Escrevi uma frase para a contracapa do livro da foto. É um livro mais sobre Raul Leal do que sobre Sena, mas dois ou três momentos do que dirigiu ao autor de Sodoma Divinizada bastam para considerar indispensável, para a compreensão de Jorge de Sena, a sua epistolografia édita e inédita. Fernando Pessoa, que está ser alvo (não me enganei no termo) de mais um "congresso" por ocasião do 70º aniversário da sua morte, escreveu uma defesa notável e corajosa de Raul Leal quando Leal foi enxovalhado por uns quantos peralvilhos reaccionários (também não me enganei no termo), na praça pública, por causa da dita Sodoma ("Sobre um manifesto de estudantes" e "Aviso por causa da moral"). As cartas de Leal são imediatamente anteriores à sua morte na maior das misérias quando Sena transitou daqui para o Brasil. Eram verdadeiramente, os dos anos 20 e os dos anos 50 e 60, outros tempos e outras alturas. Mas Pessoa, Sena ou Leal permanecem actuais mesmo quando esforços não foram poupados para os obscurecer ou rasurar. Recordo isto e saliento o livro porque me entristeceu ver o Chefe de Estado - cuja recandidatura apoio - emitir um comunicado nestes termos por causa desta coisa. Quando tudo é cultura, nada é cultura. E quando tudo serve para "glorificar" a pátria, então a noção de pátria não serve para nada. Fiquem, pois, com o Pessoa/Álvaro de Campos em homenagem a um Leal cuja memória, em boa hora, a Guerra&Paz resgatou. «Concluo saudando, que assim manda a tradição.
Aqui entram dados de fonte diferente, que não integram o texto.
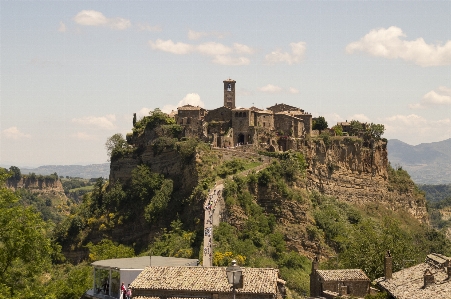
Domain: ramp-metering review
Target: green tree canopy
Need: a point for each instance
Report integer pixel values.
(106, 249)
(116, 146)
(25, 248)
(320, 123)
(15, 172)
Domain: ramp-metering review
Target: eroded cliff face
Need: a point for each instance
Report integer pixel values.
(351, 172)
(169, 163)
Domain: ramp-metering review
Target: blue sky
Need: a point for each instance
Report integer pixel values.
(74, 72)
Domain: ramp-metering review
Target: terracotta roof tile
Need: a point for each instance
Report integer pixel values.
(209, 279)
(341, 275)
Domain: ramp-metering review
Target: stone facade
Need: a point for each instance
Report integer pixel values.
(228, 126)
(428, 280)
(207, 282)
(336, 283)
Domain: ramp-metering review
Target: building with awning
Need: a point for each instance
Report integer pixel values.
(109, 274)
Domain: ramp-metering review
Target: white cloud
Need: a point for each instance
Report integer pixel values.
(229, 60)
(190, 99)
(413, 128)
(243, 49)
(83, 136)
(433, 98)
(389, 43)
(270, 88)
(171, 47)
(101, 122)
(147, 27)
(62, 27)
(14, 133)
(331, 118)
(143, 112)
(195, 35)
(219, 53)
(296, 55)
(96, 18)
(293, 90)
(360, 117)
(213, 49)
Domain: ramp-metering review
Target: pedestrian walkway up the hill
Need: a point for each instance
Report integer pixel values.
(212, 212)
(215, 202)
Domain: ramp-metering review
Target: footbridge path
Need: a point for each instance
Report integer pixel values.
(214, 205)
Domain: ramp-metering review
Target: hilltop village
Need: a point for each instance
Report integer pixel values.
(228, 126)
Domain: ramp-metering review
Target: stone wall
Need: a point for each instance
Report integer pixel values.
(219, 114)
(354, 287)
(169, 163)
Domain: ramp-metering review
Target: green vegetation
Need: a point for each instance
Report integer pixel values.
(399, 180)
(360, 238)
(156, 118)
(436, 193)
(369, 131)
(175, 243)
(117, 147)
(107, 249)
(31, 265)
(338, 130)
(320, 124)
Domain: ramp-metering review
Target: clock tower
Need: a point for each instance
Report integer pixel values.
(229, 93)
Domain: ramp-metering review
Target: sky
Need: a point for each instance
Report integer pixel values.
(72, 73)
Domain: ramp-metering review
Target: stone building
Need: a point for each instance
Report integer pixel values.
(206, 283)
(334, 283)
(108, 274)
(428, 280)
(228, 126)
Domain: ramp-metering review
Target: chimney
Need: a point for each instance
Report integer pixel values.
(342, 289)
(428, 278)
(388, 265)
(314, 283)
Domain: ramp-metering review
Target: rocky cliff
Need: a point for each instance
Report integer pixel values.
(42, 185)
(353, 172)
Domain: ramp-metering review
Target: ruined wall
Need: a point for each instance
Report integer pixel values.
(351, 172)
(35, 184)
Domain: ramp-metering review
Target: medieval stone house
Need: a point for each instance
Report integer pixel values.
(334, 283)
(228, 126)
(206, 283)
(428, 280)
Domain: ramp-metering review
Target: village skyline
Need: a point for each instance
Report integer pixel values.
(73, 73)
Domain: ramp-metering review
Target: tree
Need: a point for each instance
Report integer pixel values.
(15, 173)
(106, 249)
(25, 250)
(320, 124)
(116, 145)
(375, 131)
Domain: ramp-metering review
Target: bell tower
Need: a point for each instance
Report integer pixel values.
(229, 93)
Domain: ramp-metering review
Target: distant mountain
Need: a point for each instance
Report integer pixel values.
(427, 163)
(86, 172)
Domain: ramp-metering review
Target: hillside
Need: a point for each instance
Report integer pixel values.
(325, 197)
(427, 163)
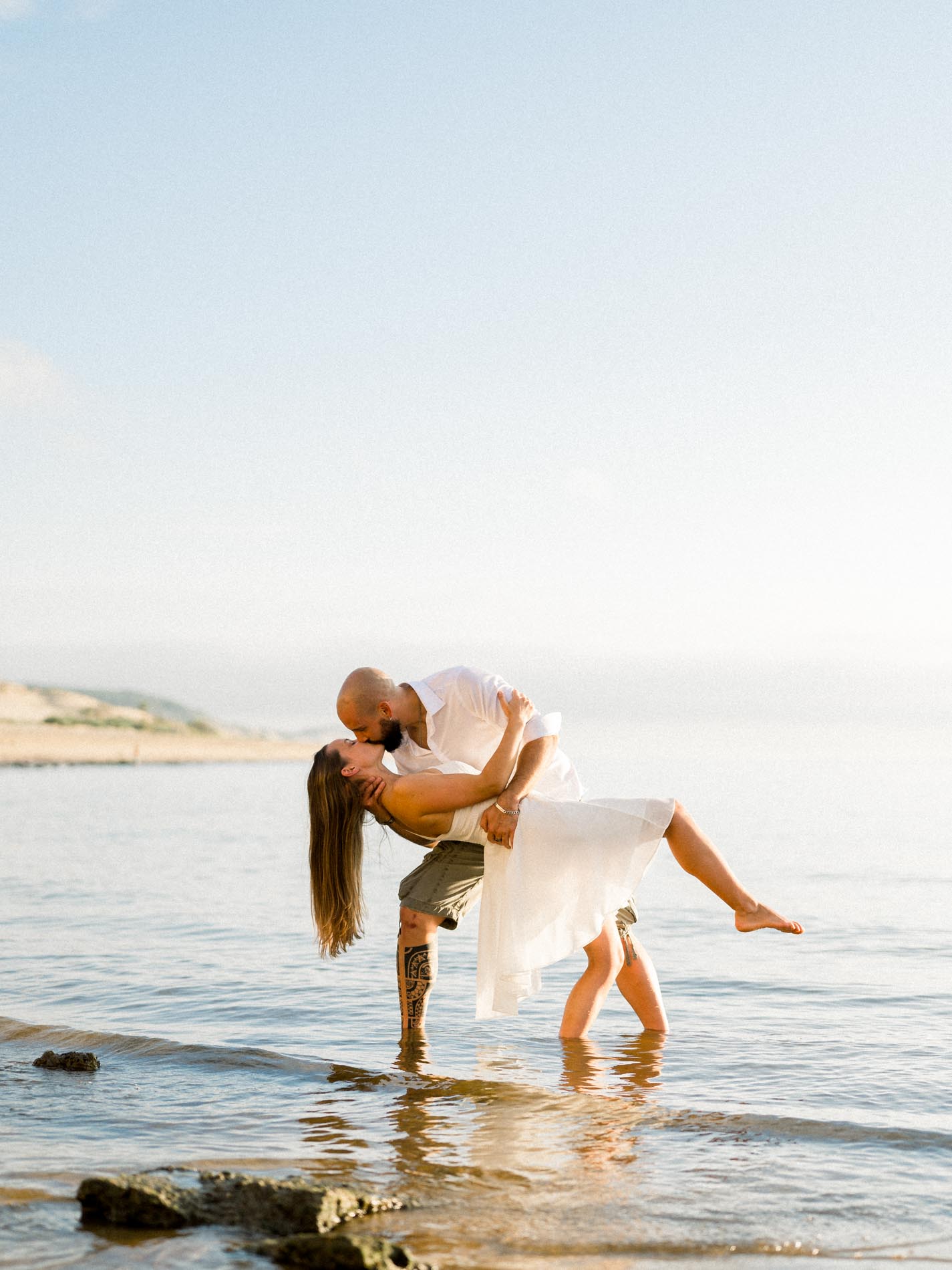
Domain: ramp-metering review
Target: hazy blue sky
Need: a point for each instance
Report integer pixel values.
(334, 328)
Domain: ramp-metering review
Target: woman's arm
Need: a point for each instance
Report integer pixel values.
(424, 793)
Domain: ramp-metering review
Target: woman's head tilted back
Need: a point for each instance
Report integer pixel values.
(337, 852)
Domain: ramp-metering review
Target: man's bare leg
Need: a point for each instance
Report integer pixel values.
(637, 983)
(606, 959)
(417, 965)
(698, 856)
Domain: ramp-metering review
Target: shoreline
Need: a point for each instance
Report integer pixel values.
(56, 746)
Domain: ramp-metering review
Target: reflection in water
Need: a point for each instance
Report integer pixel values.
(636, 1063)
(606, 1136)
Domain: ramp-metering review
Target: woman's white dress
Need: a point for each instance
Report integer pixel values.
(571, 868)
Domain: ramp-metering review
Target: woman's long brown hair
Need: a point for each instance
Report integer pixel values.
(337, 854)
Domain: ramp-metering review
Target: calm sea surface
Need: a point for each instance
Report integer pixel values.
(801, 1105)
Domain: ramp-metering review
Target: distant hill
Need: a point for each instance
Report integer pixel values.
(128, 698)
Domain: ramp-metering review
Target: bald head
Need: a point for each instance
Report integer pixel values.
(362, 692)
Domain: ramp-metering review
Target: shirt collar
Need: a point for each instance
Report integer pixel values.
(430, 698)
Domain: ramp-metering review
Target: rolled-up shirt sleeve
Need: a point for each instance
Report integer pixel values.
(485, 687)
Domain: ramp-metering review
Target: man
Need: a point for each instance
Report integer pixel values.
(455, 715)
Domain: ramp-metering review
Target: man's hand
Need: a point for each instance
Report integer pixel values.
(371, 791)
(500, 828)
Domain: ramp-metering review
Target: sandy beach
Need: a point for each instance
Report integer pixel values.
(57, 725)
(31, 745)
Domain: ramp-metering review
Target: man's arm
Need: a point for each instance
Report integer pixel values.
(533, 760)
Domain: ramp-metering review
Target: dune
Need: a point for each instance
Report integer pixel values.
(59, 725)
Aos estudantes de Lisboa não desejo mais - porque não posso desejar melhor – de que um dia possam ter uma vida tão digna e uma alma tão alta e nobre como as do homem que tão nesciamente insultaram. A Raul Leal, não podendo prestar-lhe, nesta hora da plebe, melhor homenagem, presto-lhe esta, simples e clara, não só da minha amizade, que não tem limites, mas também da minha admiração pelo seu alto génio especulativo e metafísico, lustre, que será, da nossa grande raça. Nem creio que em minha vida, como quer que decorra, maior honra me possa caber que a presente, que é a de tê-lo por companheiro nesta aventura cultural em que coincidimos, diferentes e sozinhos, sob o chasco e o insulto da canalha.»
4 comentários:
Verdadeiramente notável o passo de Pessoa/Campos, meu caro.
O afecto humanista e a estima intelectual levam a gestos destes.
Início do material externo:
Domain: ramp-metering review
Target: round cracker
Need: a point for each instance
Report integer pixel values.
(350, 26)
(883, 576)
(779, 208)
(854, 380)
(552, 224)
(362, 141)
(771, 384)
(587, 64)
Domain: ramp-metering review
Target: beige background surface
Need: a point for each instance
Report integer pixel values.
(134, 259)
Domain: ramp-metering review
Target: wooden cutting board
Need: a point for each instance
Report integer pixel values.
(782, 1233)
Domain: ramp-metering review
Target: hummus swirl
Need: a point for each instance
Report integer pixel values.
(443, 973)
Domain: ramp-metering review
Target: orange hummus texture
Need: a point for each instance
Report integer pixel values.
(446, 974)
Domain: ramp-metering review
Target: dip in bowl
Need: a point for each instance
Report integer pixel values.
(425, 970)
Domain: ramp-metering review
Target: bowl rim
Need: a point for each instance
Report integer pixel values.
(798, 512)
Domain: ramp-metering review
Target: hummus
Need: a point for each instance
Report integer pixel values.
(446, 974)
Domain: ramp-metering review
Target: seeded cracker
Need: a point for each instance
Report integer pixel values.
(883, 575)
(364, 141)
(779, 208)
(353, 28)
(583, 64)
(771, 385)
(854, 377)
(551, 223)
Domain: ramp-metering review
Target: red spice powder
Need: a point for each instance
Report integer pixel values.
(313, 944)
A necessidade de parecer moderno, jovem e estar na moda ou seja ser "cool" levam a apoiar estas coisinhas.
É claro que Cavaco nunca viu, eu também não, a dita telenovela mas é necessário marcar espaço sinalizar o território.
Os gatos mijam, os humanos falam.
Prefiro os gatos.
São notáveis (e corajosas para o seu tempo) as posições públicas de Pessoa não só quanto a Leal,mas tambem quanto a Botto,a propósito das "Canções". Ignorava que Sena se tivesse correspondido com Leal,e vou comprar o livrinho,até por curiosidade quanto às ideias de Leal na época,pois consta que se entregara nos seus últimos tempos a delírios esotéricos, coisa para que Sena não devia ter muita paciência. Permita já agora que exprima o meu apreço pela sua defesa e divulgação de Sena,embora tambem me pareça que sublinha mais os pontos de afinidade pessoal,ou seja o desgosto pelo país e pela mesquinhez de muitas das suas eminências,e menos o seu valor como poeta e romancista,que o coloca entre os primeiros da nossa história literária. Porque não usá-lo nas uas óptimas "ilustrações" musicais e literárias? Uma sugestão: o pouco conhecido(julgo)soneto com que termina a "Fidelidade", "Como de Vós...",e já agora com a dedicatória.
Gostei imenso do anónimo das 2:42 AM:
De Sena: «Amo-te muito, meu amor, e tanto
que, ao ter-te, amo-te mais, e mais ainda
depois de ter-te, meu amor. Não finda
com o próprio amor o amor do teu encanto.
Que encanto é o teu? Se continua enquanto
sofro a traição dos que, viscosos, prendem,
por uma paz da guerra a que se vendem,
a pura liberdade do meu canto,
um cântico da terra e do seu povo,
nesta invenção da humanidade inteira
que a cada instante há que inventar de novo,
tão quase é coisa ou sucessão que passa...
Que encanto é o teu? Deitado à tua beira,
sei que se rasga, eterno, o véu da Graça.»